Tuesday, June 28, 2011

Cloud, Packaging and State (Part 1 - Embrace RPM's)

Well, let's first discuss which side of the Platform as a Service you are on.  In this post I'm going to talk about the people building and running the Platform as a Service and why technologies like RPM's are still very, very relevant.  However, a brief detour for the users of a PaaS.  As a developer on OpenShift I don't want my users to have to worry about RPM's.  Heck, I don't want them to have to worry about WARs, EARs, SARs, Gems or Eggs either.  I want our users to spend as much time working with the thing they created - their source code.  That is where our users put their creativity and hard work and I want to remove as many barriers as possible in their road from source code to running project.  To our users I say 'You are correct, you will not need RPM's in our cloud!!'  (crowd cheers...)

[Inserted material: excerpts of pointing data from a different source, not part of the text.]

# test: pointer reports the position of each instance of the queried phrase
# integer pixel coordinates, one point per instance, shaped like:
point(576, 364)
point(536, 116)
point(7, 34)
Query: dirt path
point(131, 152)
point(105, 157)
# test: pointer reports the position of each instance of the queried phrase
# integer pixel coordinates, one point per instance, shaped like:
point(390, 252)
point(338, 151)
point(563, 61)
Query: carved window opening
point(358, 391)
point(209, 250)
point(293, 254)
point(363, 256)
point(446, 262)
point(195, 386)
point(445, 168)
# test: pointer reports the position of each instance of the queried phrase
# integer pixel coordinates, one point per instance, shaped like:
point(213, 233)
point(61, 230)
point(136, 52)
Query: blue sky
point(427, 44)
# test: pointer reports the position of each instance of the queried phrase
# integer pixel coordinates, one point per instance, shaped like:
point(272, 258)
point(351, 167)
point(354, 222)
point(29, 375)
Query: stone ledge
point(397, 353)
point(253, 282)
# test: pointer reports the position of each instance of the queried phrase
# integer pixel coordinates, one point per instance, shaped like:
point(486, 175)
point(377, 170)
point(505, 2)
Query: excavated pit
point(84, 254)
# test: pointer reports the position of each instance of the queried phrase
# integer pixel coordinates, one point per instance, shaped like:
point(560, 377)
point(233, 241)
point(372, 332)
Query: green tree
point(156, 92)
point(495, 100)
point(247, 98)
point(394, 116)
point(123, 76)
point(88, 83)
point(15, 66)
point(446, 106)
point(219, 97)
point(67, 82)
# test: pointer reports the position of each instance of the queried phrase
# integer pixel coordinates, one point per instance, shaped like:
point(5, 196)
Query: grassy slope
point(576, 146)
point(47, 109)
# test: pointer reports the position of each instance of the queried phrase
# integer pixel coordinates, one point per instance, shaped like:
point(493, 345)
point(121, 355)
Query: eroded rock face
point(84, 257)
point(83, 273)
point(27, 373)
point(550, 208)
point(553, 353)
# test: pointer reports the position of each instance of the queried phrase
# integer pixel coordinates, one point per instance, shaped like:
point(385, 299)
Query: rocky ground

Now, onto the main focus group of this article - those maintaining a Platform as a Service or similar supporting infrastructure in the cloud.  Service-side cloud technologies like Infrastructure as a Service (IaaS) bring a tremendous amount of power, but they also change some design patterns.  Today's infrastructures need to be designed to respond.  You no longer stand up 2 servers and throttle traffic.  You spin up as many servers as you need and respond to your changing needs.  If well done, your computing components appear very fluid.

Let's face it, this is seldom done well and it's a hard problem.  One of the most common things I see go wrong is that people lose track of the underlying state of the system and fluidity quickly turns to chaos.  The underlying architectures and process to support a truly fluid infrastructure actually have to be even more disciplined than they have ever needed to be in the past.  Knowing exact state at any point in time is critical to the consistency of a cloud.  It let's you make all the management decisions in a very dynamic manner - whether it's applying routine updates or coordinating a new major release.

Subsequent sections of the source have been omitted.